Tranquilizers: Personal and social consequences

Last modified: Saturday, 20. June 2009 - 3:49 pm

The personal cost of dependence on prescription sedative-hypnotics is high. Aside from the short- or long-term health effects, physical or psychological dependence may lead to family discord, job loss, birth defects in infants born to addicted mothers, and even criminal behavior and incarceration in individuals who purchase these drugs illicitly.
Although not often considered, the social cost of prescribing neuroleptics to some groups of people may be enormous. Recent research suggests that an older person living in a nursing home receives four times as many prescription drugs as an older person in their own home. Thus, some healthcare professionals are concerned that the neuroleptics are often overprescribed in the elderly — especially those living in nursing homes and long-term treatment facilities. Critics argue that these medications are often routinely used to suppress emotions and render elderly patients passive and docile, thus easing the workload of caregivers, rather than alleviating the symptoms of dementia.

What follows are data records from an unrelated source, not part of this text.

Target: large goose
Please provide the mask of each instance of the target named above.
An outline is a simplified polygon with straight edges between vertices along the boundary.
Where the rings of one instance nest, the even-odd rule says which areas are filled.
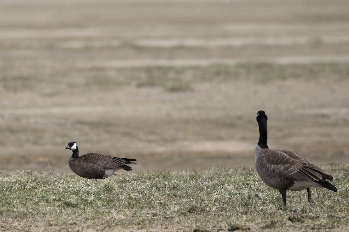
[[[137,160],[92,152],[79,157],[79,149],[75,142],[69,143],[66,149],[73,151],[69,163],[72,170],[82,177],[95,181],[108,177],[120,169],[130,171],[132,168],[126,165],[135,163],[132,161]]]
[[[332,181],[333,177],[322,169],[293,152],[269,149],[267,144],[267,120],[264,111],[258,112],[259,140],[254,149],[256,171],[265,183],[279,190],[284,205],[286,205],[287,190],[299,191],[306,189],[309,202],[312,202],[311,187],[336,192],[336,187],[326,180]]]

Some maintain that rather than treating a disease or condition, neuroleptics often create another disease. Although these drugs eliminate or reduce the intensity of psychotic experiences such as delusions and hallucinations, the adverse side effects that may actually worsen the symptoms of dementia.
Dealing with the “problem” behavior of children with autism or ADHD by prescribing neuroleptics, according to some, has much in common with the treatment of the elderly. Although stimulants like methylphenidate (Ritalin) have been reportedly prescribed to large numbers of children and received much media attention, other psychotropic (mind-altering) drugs, such as the neuroleptics, are also prescribed. However, there has been virtually no testing of these drugs conducted on children, and the long-term effects are unknown.